Fellow Movie Lovers
LETTERS TO JULIET
Oh, I can hear the groans of disbelief; why bother with this romantic drivel? Is the city bereft of more worthy fare? Yes it is trivial romantic fluff. Even the story revolving around distraught, devastated young women searching for solutions to their disastrous love affairs, doomed or abandoned relationships from Juliet Capulet, the Juliet starring in Shakespeare’s Romeo & Juliet, the late sixteenth century tragedy. Who in their right mind (no matter how lovesick) seeks advice from a thirteen year old girl who kills herself on her husband’s tomb? Defies logic, but love and logic can be mismatched bedfellows.

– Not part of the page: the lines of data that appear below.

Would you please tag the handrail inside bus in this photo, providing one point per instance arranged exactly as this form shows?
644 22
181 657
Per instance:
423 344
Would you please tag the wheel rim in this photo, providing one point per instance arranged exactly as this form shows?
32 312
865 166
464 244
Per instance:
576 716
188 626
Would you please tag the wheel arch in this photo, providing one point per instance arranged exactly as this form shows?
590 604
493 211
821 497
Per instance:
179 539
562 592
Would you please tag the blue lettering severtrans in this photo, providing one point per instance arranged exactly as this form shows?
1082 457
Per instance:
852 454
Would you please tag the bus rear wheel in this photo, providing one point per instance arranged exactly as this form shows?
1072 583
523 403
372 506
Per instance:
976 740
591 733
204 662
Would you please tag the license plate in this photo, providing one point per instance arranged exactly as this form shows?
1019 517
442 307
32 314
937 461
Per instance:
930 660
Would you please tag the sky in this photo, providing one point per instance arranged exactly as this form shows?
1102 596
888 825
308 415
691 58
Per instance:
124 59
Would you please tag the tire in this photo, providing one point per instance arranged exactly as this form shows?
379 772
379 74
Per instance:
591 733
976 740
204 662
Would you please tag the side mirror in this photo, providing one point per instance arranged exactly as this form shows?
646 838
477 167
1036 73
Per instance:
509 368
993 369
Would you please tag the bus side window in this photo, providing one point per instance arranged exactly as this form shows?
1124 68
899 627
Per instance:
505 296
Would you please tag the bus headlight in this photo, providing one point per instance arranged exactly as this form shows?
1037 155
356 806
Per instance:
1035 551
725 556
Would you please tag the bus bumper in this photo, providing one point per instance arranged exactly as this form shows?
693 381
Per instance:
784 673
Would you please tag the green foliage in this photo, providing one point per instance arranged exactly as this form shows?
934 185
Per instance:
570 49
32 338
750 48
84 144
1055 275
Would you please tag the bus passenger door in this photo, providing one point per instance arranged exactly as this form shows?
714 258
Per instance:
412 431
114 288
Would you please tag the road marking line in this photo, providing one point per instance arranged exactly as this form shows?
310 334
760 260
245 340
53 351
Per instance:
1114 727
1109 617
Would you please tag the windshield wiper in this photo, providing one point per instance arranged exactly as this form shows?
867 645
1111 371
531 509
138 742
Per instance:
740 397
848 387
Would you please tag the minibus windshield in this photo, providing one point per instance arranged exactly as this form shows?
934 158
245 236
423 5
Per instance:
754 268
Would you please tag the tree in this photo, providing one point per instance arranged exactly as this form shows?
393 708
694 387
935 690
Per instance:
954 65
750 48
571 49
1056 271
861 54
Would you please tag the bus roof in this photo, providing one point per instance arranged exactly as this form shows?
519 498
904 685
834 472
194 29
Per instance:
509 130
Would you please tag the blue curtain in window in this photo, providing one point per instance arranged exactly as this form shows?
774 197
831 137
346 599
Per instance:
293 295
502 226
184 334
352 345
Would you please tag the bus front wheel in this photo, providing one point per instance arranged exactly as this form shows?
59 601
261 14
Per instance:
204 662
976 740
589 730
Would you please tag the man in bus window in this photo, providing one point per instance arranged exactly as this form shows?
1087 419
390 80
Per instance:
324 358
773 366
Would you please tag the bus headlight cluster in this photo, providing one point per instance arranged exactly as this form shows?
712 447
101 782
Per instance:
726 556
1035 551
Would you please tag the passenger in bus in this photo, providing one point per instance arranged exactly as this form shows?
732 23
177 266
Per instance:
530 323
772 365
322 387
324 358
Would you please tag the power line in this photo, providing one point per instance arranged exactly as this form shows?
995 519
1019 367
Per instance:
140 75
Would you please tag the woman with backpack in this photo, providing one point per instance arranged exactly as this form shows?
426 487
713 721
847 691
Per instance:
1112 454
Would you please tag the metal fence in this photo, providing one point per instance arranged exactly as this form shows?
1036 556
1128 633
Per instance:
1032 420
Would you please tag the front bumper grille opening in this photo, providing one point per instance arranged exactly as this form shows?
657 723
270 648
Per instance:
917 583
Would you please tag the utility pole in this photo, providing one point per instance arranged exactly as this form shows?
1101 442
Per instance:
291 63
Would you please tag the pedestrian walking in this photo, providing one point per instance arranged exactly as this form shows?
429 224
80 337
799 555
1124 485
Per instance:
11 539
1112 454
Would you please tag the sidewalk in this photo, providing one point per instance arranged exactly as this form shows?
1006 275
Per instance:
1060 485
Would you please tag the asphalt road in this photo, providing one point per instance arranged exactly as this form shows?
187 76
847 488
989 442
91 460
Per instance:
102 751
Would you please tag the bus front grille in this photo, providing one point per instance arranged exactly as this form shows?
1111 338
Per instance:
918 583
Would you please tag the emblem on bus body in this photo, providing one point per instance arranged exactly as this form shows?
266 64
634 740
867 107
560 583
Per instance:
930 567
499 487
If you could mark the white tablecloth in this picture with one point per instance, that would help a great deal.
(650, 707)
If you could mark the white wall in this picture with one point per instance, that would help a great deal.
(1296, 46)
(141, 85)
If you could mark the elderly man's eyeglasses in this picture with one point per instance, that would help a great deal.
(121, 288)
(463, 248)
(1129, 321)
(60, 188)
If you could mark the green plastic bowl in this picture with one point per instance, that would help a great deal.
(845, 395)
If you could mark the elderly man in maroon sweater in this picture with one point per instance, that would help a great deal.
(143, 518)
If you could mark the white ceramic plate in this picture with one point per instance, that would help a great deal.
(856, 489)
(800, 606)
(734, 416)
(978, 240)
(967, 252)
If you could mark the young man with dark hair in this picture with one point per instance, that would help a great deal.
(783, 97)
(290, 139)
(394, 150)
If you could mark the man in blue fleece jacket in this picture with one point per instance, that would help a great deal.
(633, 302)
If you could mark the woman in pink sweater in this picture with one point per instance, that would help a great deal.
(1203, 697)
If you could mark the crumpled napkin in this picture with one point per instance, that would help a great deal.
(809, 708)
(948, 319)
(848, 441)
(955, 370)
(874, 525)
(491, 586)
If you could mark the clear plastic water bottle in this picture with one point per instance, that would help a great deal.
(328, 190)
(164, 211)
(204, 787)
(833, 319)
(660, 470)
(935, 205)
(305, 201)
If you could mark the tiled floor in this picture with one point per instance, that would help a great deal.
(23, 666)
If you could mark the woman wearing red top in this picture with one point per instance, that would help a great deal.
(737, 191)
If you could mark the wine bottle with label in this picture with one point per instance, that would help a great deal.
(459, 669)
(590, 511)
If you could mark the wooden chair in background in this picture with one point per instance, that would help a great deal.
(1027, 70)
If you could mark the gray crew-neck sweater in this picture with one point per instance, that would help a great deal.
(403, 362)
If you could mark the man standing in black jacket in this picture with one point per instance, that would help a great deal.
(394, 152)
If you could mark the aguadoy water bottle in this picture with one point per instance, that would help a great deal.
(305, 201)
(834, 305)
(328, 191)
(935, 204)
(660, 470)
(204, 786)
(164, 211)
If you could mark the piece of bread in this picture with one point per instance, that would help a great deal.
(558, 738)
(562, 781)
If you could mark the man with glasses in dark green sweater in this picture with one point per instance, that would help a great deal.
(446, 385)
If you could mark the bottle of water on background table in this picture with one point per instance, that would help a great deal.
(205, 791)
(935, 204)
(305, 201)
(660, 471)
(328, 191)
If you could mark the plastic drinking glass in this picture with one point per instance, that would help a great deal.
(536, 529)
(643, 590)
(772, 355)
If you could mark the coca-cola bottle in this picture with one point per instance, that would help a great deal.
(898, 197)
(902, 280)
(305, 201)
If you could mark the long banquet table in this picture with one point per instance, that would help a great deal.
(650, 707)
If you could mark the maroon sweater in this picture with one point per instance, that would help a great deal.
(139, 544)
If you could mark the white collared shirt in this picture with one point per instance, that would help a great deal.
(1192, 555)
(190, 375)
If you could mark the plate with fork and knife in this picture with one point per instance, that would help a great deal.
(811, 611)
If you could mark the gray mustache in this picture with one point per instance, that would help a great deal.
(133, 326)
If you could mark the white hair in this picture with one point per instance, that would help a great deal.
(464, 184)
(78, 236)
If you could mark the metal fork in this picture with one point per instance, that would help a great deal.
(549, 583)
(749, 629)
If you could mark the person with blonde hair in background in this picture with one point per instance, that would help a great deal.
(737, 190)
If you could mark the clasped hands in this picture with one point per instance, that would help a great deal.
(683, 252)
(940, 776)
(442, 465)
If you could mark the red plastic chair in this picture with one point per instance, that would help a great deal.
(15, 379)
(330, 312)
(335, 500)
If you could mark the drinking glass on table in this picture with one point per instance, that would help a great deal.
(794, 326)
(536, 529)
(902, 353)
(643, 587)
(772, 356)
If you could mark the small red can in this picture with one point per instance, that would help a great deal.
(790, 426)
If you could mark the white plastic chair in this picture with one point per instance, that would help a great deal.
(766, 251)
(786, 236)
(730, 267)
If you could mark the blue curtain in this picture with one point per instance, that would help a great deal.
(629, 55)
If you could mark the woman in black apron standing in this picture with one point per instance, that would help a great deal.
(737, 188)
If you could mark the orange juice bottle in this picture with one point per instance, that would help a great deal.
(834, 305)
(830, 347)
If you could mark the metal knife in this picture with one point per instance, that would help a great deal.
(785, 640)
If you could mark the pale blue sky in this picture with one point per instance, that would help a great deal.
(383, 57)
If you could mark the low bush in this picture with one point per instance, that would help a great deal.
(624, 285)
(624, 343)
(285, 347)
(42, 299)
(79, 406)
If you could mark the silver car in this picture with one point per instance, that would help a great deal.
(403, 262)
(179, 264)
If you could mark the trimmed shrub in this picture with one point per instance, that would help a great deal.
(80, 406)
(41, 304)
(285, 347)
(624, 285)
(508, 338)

That being said I loved every syrupy preordained second! Constant sinking to the lachrymose, every tear partnered with a smile. Italy glimmers, especially Verona; the sun spawning warmth and glory on every animate and inanimate object. You smell the olive oil, cheese, wine, fresh from the oven- baked bread, and savor the indescribable flavors of Italy; permeating every taste bud, salivating with memories of past Italian feasts, lusting for future gastronomic repasts.
Amanda Seyfried (Chloe) is Sophie, the exquisite, idealistic “fact finder” for The New Yorker, who embarks on a trial honeymoon with her intended, Victor, (Gael Garcia Benal), a chef, totally miscast but competent. Amanda visits the shrine to Juliet, where forlorn young ladies leave their sanctimonious, pleading notes, stuffed between bricks, the wailing wall of Verona; and discovers a letter written fifty years ago and answers it; hence the birth of a beautiful, nostalgic journey, blossoming in a pilgrimage throughout the dazzling Italian landscape. Vanessa Redgrave (Claire), the Midas of actors, gives a twenty- four caret gold performance as the older woman seeking the magic of a lost love, vanished but remembered youth; she imbues the role with grace, passion and dignity; Camelot will always be hers, even in the hereafter.
While exiting, peacefully satiated, walking home positive that everlasting togetherness in the genre of Doris Day & Rock Hudson, Audrey Hepburn & Gary Cooper, Kathryn Hepburn & Spencer Tracy, will be eternally theirs. “The End” at the conclusion of “Letters to Juliet” finalized that a match made in Verona is sacred.
What better feeling than realizing that all your expectations were validated, the smugness legitimized, and acknowledging how much we have missed the happy endings in film and in dreams.